Akara – a Trinity College Dublin spinout formed in 2019 and now based at The Digital Hub in Dublin’s Liberties – has been awarded significant funding by the European Innovation Council (EIC), which will aid the creation of a robot production facility in Dublin and expand the commercial operations of the business [Thursday 14th October 2021].
The recommended funding, awarded through the EIC’s highly competitive accelerator programme, is expected to provide a minimum of €2.4 million, with more expected to be raised via co-investment.
Akara will use the funding to create a robot production facility, which will drastically increase the company’s output to an estimated 100 robots per year. Central to production efforts will be their robot, Violet. Violet, nicknamed so because it uses Ultraviolet UVC radiation to eliminate germs in hospital settings including Covid-19, MRSA and influenza, offers improved performance in decontaminating rooms.

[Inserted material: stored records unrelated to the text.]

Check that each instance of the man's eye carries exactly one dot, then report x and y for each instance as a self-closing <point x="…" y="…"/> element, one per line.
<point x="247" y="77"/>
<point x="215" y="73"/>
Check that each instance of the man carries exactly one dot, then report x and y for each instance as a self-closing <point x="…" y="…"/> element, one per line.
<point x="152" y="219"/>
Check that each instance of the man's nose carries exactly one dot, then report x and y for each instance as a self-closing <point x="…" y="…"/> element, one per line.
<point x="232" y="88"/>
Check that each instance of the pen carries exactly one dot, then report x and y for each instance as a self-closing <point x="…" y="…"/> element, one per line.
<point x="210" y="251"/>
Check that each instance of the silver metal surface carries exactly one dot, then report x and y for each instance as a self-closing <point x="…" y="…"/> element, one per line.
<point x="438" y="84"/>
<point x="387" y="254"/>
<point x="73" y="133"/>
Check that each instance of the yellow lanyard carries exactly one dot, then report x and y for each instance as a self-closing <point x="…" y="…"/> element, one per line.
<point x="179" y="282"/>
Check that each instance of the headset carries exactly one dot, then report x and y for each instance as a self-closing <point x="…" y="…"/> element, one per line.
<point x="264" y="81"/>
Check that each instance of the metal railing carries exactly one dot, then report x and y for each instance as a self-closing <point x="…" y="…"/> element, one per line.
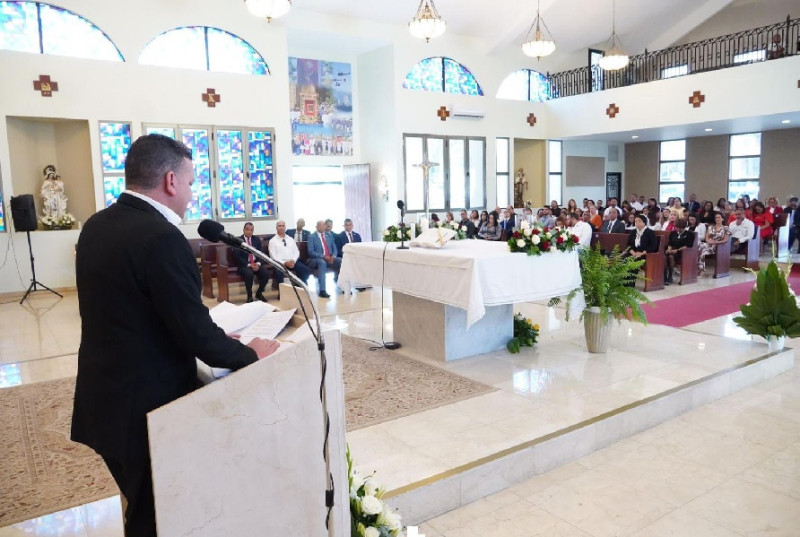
<point x="731" y="50"/>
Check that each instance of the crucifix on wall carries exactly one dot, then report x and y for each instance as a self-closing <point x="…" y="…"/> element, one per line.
<point x="426" y="166"/>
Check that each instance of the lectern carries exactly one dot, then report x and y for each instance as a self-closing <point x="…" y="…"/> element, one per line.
<point x="243" y="455"/>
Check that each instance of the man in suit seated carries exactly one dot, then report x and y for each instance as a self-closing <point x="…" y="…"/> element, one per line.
<point x="469" y="227"/>
<point x="249" y="267"/>
<point x="345" y="237"/>
<point x="299" y="234"/>
<point x="283" y="249"/>
<point x="322" y="253"/>
<point x="611" y="222"/>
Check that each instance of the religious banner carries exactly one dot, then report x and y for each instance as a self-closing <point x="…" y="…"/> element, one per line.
<point x="321" y="107"/>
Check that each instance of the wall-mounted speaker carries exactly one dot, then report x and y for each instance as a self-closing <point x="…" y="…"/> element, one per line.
<point x="23" y="213"/>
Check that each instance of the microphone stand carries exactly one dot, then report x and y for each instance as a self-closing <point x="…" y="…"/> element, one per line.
<point x="323" y="396"/>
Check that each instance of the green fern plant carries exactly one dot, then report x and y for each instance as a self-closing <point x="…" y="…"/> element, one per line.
<point x="607" y="284"/>
<point x="773" y="309"/>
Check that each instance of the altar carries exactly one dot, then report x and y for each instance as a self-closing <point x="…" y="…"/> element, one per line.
<point x="457" y="301"/>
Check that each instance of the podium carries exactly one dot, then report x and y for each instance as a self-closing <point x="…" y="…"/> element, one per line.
<point x="243" y="455"/>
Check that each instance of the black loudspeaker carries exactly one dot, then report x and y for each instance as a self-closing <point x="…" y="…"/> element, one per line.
<point x="23" y="212"/>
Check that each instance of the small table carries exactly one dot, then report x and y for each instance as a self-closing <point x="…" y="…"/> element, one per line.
<point x="457" y="301"/>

Violet is designed to assist in alleviating pressure and freeing up more time for health professionals to conduct important procedures through quick and effective cleaning practices. This innovative solution has emerged from years of research from Trinity’s School of Engineering and the SFI ADAPT Centre. Akara is aiming to add 20 new jobs in areas including engineering, software development, business development, marketing and biological sciences over the next two years to aid with their global expansion plans.
With the support of the HSE, Akara’s robots have been deployed at the Midlands Regional Hospital Tullamore and other Irish hospitals over the past two years, where they have been making the cleaning process up to 10 times faster, maximising the availability of facilities after decontamination.

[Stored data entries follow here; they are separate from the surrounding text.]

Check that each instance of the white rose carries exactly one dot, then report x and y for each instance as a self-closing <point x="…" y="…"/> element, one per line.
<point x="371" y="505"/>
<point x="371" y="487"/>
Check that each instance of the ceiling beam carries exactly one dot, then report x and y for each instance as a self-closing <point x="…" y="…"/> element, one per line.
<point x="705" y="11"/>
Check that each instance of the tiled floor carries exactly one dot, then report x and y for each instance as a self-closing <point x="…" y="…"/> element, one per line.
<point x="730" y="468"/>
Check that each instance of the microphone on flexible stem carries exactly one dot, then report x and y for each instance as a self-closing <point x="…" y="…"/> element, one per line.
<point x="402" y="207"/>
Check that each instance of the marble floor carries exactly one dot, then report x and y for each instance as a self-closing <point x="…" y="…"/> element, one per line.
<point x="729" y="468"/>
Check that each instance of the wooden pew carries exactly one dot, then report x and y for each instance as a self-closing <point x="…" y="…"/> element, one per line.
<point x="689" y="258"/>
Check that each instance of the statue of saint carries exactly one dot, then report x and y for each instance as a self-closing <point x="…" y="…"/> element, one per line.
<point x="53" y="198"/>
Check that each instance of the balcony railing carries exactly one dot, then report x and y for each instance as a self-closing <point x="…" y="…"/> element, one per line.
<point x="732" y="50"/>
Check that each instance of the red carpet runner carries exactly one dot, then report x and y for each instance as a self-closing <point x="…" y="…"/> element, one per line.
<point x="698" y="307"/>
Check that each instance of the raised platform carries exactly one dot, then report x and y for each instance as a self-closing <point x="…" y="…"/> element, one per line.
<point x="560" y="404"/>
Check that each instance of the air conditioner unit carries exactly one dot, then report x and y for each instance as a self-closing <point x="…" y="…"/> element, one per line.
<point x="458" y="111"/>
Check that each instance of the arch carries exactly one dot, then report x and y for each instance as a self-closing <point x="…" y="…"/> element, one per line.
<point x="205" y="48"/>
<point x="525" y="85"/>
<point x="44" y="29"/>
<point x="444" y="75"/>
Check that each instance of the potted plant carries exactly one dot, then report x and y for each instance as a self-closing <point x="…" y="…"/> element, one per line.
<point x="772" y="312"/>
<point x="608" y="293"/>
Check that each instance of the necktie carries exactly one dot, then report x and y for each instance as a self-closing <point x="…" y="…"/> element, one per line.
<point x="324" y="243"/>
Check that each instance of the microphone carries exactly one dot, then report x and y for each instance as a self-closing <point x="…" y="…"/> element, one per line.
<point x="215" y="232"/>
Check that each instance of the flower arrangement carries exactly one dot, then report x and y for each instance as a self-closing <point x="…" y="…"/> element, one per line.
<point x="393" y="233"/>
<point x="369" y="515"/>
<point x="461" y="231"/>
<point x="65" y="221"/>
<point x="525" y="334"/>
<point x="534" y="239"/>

Dr Conor McGinn said: “We are thrilled to have secured this highly competitive funding, which will allow us to create a robot production facility right here in Dublin that is capable of building germ-killing robots for use in Ireland and globally.

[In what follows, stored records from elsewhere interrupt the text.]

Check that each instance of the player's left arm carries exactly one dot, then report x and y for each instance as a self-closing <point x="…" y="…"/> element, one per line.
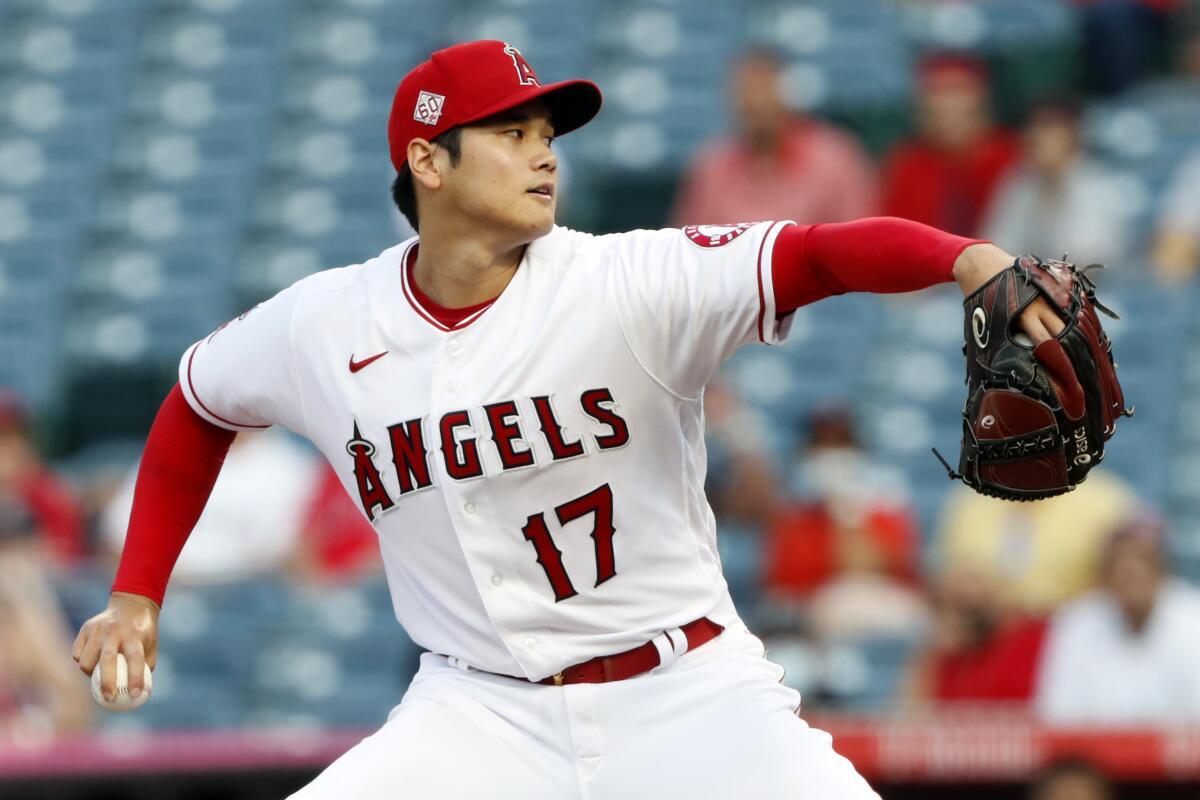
<point x="888" y="254"/>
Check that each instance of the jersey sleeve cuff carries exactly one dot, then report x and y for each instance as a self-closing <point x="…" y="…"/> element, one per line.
<point x="771" y="330"/>
<point x="198" y="405"/>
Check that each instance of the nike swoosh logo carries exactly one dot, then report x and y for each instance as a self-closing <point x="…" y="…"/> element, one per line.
<point x="358" y="365"/>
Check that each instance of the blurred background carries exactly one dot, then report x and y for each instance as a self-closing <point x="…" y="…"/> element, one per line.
<point x="168" y="163"/>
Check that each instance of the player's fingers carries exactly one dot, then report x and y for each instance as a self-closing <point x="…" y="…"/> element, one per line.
<point x="1050" y="318"/>
<point x="1051" y="355"/>
<point x="81" y="641"/>
<point x="108" y="668"/>
<point x="1033" y="326"/>
<point x="135" y="656"/>
<point x="89" y="653"/>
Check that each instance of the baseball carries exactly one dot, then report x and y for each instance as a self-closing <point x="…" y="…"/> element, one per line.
<point x="123" y="702"/>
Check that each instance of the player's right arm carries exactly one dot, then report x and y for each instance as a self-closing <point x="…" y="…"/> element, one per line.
<point x="179" y="467"/>
<point x="239" y="378"/>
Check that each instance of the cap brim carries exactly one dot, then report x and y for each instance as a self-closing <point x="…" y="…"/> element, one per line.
<point x="573" y="103"/>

We founded Akara two years ago to empower frontline workers by giving them the tools they need to make hospitals safer and improve outcomes for patients and staff alike. The COVID 19 pandemic has put the issue of decontaminating clinical settings into sharper focus than ever before and it is staggering to think that around 30,000 people contract infections in Irish hospitals each year.
We are excited to think that in the near future our robots could be seen in hospitals across the world where we expect them to save time, money and – most importantly – lives.”
Leonard Hobbs, Director of Trinity Research & Innovation, said: “Akara is a research-led company which continues to go from strength to strength, and I welcome the funding they have secured through the European Innovation Council. It is encouraging to see a company, spun out from Trinity, realising ambitious plans to scale at a global level. There is also great potential for job creation at Akara, which serves to further underline the value of Trinity research and its ability to make significant societal impact.”
Much of the scientific validation underlying the Akara technology has been achieved over the last two years through collaboration with colleagues in Trinity’s School of Genetics and Microbiology via the RObots to Protect Against COVID (ROPAC) project, which was funded by Science Foundation Ireland.
The mandate of the EIC funding is to support disruptive innovations that build on scientific discovery or technological breakthroughs in “deep tech”, and where significant funding is needed over a long timeframe.